Asked the lesson of Vietnam – Rumsfeld was the chief of staff to Gerald Ford when Saigon was evacuated – Rumsfeld briskly replies: “Some things work out, some things don’t. That didn’t.” When Morris presses Rumsfeld about the justice department’s “torture memos”, the former defence chief said they did not come out of “the Bush administration, per se; they came out of the US department of justice”. That parsing would be beyond Bill Clinton.
About the memos that led to what Morris considers “one of the great stains in American history”, Rumsfeld says he never read them. When asked why, he replies, “I’m not a lawyer. What would I know?” When Morris asks Rumsfeld about the “confusion” that linked Saddam to 9/11, he answers brightly, “I don’t think the American people were confused about that”, adding: “I don’t remember anyone in the Bush administration saying anything like that, nor do I recall anyone believing that.”

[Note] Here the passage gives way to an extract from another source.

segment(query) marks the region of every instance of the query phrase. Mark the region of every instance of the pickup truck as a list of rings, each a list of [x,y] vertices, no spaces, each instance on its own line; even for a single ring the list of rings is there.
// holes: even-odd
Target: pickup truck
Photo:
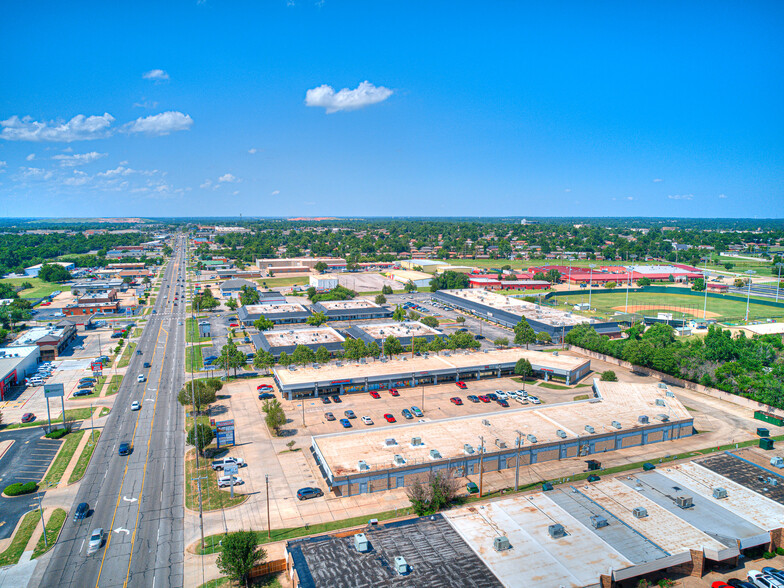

Holy mushroom cloud. Rumsfeld doesn’t even seem to understand his signature phrase. Reading from a 2004 memo, he says, “There are known knowns. There are known unknowns. There are unknown unknowns.” He tells Morris there are also unknown knowns. Things that you possibly may know that you don’t know you know.
Morris challenges him: “But the memo doesn’t say that. It says that we know less, not more, than we think we do.” Rumsfeld finally admits a boo-boo: “Yeah, I think that memo is backwards.” Then he chastises the filmmaker for “chasing the wrong rabbit”. Right down the rabbit hole.